My husband says that I have acquired a taste for leather.  In other words, I put my foot in my mouth...a lot.  I've done the classics like asking a girl when her baby was due.  She responded that she had the baby a year ago, and then called me a %*#@*.  Oops.  And then there was the one where I asked the woman if she had spilled something down the front of her shirt.  Nope.  It was sweat.  And there's the time when I met my friend's brother for the first time.  For some reason we started talking about first names.  I went on and on about how I despised the name Darryl.  The brother's name?  Darryl.

These words do not come from a malicious place.  They just come out.  I blame my dad.  He was the King of Foot-In-Mouth-Syndrome.  Sitting in the stands with him watching my boys play sports was nerve racking.  Whenever he started to laugh under his breath we knew something was coming.  "With this kid pitching, we're going to be here all day."  Oh, great.  That's his mom sitting right next to you.  Or the time at the grocery store when he said to the bagger, "Guys our age need help out to the car."  The bagger was 45.  Then there was the time that he asked the Colt's new quarterback what he thought of Peyton's seven touchdowns (with the Broncos) in the last game.  Ugh.  Then he turned to his wife and told her he loved her on The View.  Double ugh.

Early in my career, I learned the hard way that sometimes my slips could really offend people.  Yuck, this house is awful!  "Really?  It's perfect for us."  Why would anyone want to live on this side of town?  "This is where I grew up."

I tried really hard to keep my opinions to myself.  I adopted the nod and smile technique.  This house has the master bedroom upstairs and the others are in the basement.  This will be perfect when we have the baby.  Nod and smile.  Everyone in this neighborhood is a senior citizen, but I'm sure they will love our six kids.  Nod and smile.  The neighbor kids are throwing rocks at cars.  I'm sure this isn't how they normally behave.  Nod and smile. 
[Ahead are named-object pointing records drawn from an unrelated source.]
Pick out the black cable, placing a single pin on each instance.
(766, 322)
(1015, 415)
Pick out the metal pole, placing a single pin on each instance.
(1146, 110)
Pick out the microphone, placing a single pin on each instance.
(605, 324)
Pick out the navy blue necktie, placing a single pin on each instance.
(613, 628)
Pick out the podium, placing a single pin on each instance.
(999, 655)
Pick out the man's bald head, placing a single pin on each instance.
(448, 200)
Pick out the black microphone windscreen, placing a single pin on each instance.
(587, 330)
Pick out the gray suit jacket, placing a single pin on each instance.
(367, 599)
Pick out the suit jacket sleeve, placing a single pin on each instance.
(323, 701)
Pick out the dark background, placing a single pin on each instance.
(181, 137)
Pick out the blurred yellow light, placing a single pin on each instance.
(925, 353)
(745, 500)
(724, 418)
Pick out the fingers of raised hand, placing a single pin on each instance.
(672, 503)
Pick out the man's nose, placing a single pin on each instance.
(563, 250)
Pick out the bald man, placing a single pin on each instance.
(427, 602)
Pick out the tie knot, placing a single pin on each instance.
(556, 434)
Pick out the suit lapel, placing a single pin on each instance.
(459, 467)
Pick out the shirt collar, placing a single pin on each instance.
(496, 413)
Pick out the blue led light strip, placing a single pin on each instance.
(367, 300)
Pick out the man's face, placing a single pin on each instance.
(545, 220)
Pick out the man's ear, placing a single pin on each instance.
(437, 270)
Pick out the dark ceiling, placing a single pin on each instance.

Then I finally snapped.  I couldn't keep quiet anymore.  That's not me!  I needed to share my thoughts and opinions with my clients.  After all, that is why they hired me.

As a Realtor it is my duty to inform and point out all kinds of things:  How does your family live and will this home work for you now and in the future?  What is the commute really going to be like?  Will this be a community where your kids can safely run around and meet friends?  Does this neighborhood hold its value?  Will this road be widened into your backyard someday?  What is going to be built on that empty field behind the house?  Is this home totally overpriced?  Will this sloped yard accommodate your future pool?  Will this "simple fix" end up costing you thousands of dollars?

Your Realtor should possess a level of knowledge and expertise about real estate and be vocal about it.  True, I've learned a thing or two about making impulsive statements.  Now I try to do it with a bit of style and grace.  Please know that I will always give my opinions, welcomed or not, to help and protect you...even if your name is Darryl.